Wysoczyzna Elbląska kusi turystów od setek lat. Już w XVIII wieku, zauroczeni tym miejscem bogatsi mieszkańcy naszego miasta budowali tu ferienhausy (domki letniskowe) i oglądali z licznych wzniesień leżącą po drugiej stronie Zalewu Wiślanego mierzeję.
Urokowi Wysoczyzny nie oparł się nawet sam cesarz Wilhelm II. Ostatni władca Niemiec z dynastii Hohenzollerów, uznał ten niewielki stosunkowo obszar za najpiękniejszy region w całej swojej monarchii.
Swoje uczucia potwierdził cesarz lokując w najpiękniejszej bodaj położonej tu miejscowości – Kadynach - swoją letnią rezydencję.

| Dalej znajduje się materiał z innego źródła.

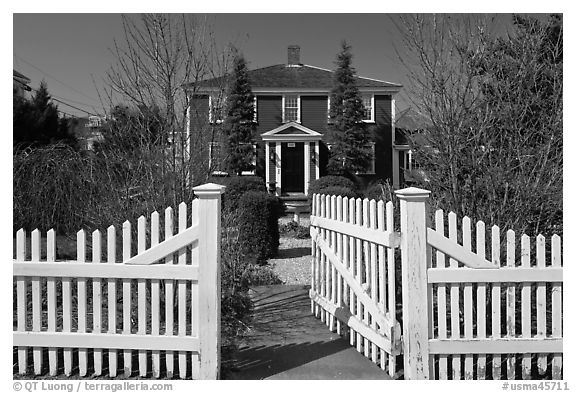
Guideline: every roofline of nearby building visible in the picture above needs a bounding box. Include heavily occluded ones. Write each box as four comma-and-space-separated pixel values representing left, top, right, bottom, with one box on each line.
304, 64, 403, 88
190, 86, 402, 94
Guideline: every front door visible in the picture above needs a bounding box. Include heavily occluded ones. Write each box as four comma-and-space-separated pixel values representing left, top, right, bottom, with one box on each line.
281, 142, 304, 193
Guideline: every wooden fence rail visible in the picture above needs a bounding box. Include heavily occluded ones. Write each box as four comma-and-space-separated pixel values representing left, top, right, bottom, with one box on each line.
13, 183, 225, 379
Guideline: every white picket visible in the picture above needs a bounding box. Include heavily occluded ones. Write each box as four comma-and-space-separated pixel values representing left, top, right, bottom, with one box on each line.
385, 200, 396, 377
311, 196, 317, 315
191, 199, 200, 379
92, 230, 103, 376
46, 229, 57, 376
476, 221, 486, 379
330, 195, 337, 332
377, 200, 387, 371
369, 200, 378, 363
355, 197, 363, 353
521, 234, 531, 379
336, 195, 343, 336
435, 210, 448, 380
448, 212, 461, 379
77, 230, 88, 376
536, 235, 547, 375
16, 229, 27, 374
122, 220, 132, 376
462, 217, 473, 380
506, 229, 516, 379
164, 207, 175, 378
151, 211, 161, 378
342, 196, 350, 326
31, 229, 42, 375
349, 197, 356, 346
491, 225, 501, 380
107, 225, 118, 377
178, 202, 188, 379
320, 195, 327, 324
362, 198, 370, 357
137, 216, 148, 377
551, 235, 562, 379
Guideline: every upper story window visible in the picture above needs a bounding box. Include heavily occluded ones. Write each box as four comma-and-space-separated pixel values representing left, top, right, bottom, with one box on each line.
209, 93, 226, 124
362, 94, 374, 122
283, 95, 300, 123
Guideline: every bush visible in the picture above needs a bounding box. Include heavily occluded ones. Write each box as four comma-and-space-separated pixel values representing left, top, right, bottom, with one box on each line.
242, 264, 283, 286
237, 191, 281, 263
209, 175, 266, 211
362, 181, 394, 202
315, 186, 358, 199
308, 175, 356, 198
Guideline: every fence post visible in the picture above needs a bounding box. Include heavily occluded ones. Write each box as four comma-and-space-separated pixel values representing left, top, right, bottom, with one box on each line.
395, 187, 432, 380
193, 182, 226, 380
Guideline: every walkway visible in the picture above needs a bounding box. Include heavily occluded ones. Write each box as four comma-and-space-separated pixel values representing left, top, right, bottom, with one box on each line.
226, 284, 392, 380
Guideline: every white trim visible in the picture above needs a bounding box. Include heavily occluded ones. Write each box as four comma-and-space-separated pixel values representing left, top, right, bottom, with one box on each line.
261, 121, 323, 141
304, 142, 310, 195
208, 94, 224, 124
251, 87, 402, 94
275, 143, 282, 195
265, 142, 270, 188
282, 94, 300, 123
392, 98, 399, 187
361, 93, 375, 123
327, 95, 331, 123
314, 141, 320, 180
253, 96, 257, 122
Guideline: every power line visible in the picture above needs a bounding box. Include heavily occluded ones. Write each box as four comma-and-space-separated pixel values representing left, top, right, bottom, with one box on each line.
14, 54, 102, 105
27, 85, 98, 117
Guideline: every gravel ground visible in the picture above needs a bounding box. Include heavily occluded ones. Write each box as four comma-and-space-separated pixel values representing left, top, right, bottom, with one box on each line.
270, 215, 313, 285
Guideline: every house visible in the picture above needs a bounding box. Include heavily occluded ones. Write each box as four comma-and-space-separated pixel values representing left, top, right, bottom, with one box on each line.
68, 115, 105, 151
185, 45, 403, 196
13, 70, 32, 98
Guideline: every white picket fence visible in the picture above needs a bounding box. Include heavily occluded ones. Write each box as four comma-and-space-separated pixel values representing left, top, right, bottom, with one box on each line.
13, 183, 225, 379
310, 194, 402, 377
311, 187, 563, 380
396, 187, 563, 380
426, 209, 563, 380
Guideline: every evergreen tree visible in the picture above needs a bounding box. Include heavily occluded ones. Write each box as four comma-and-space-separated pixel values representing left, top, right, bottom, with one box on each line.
327, 41, 372, 175
223, 51, 256, 175
13, 80, 76, 149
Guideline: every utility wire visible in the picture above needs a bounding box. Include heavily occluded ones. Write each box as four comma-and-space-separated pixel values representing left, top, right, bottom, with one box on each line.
27, 85, 99, 117
14, 54, 102, 105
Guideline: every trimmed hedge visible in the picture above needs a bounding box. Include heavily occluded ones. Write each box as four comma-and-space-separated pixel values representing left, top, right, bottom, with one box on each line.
237, 190, 281, 264
308, 175, 357, 201
315, 186, 358, 200
208, 175, 266, 211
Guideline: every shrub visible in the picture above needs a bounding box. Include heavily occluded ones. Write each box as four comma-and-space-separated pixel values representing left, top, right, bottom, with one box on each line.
308, 175, 356, 198
316, 186, 358, 199
210, 175, 266, 211
237, 190, 281, 263
362, 181, 394, 202
242, 264, 283, 286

Upadek monarchii, w 1918 roku, nie wyprowadził Hohenzollernów z Kadyn. W latach 1937-1944 mieszkał tu z rodziną książę Ludwik Ferdynand, wnuk Wilhelma II.
Rejon Wysoczyzny odwiedzali także liczni elblążanie. Ulubioną formą wypoczynku, kontynuowaną także przez lata po ostatniej wojnie, była podróż koleją nadzalewową, która jadąc z Elbląga do Braniewa przemierzała cały ten obszar.
Z wagonów kolei można było rozkoszować się pejzażem, a gdy przyszła chęć – opuścić pociąg na jednej z licznych stacji – i ruszyć na przechadzkę.
I dzisiaj, choć już bez kolei, Wysoczyzna Elbląska cieszy się wielką popularnością wśród elblążan. Wiemy, co dobre, zachęćmy więc do przyjazdu do tego urokliwego miejsca naszych bliskich i znajomych.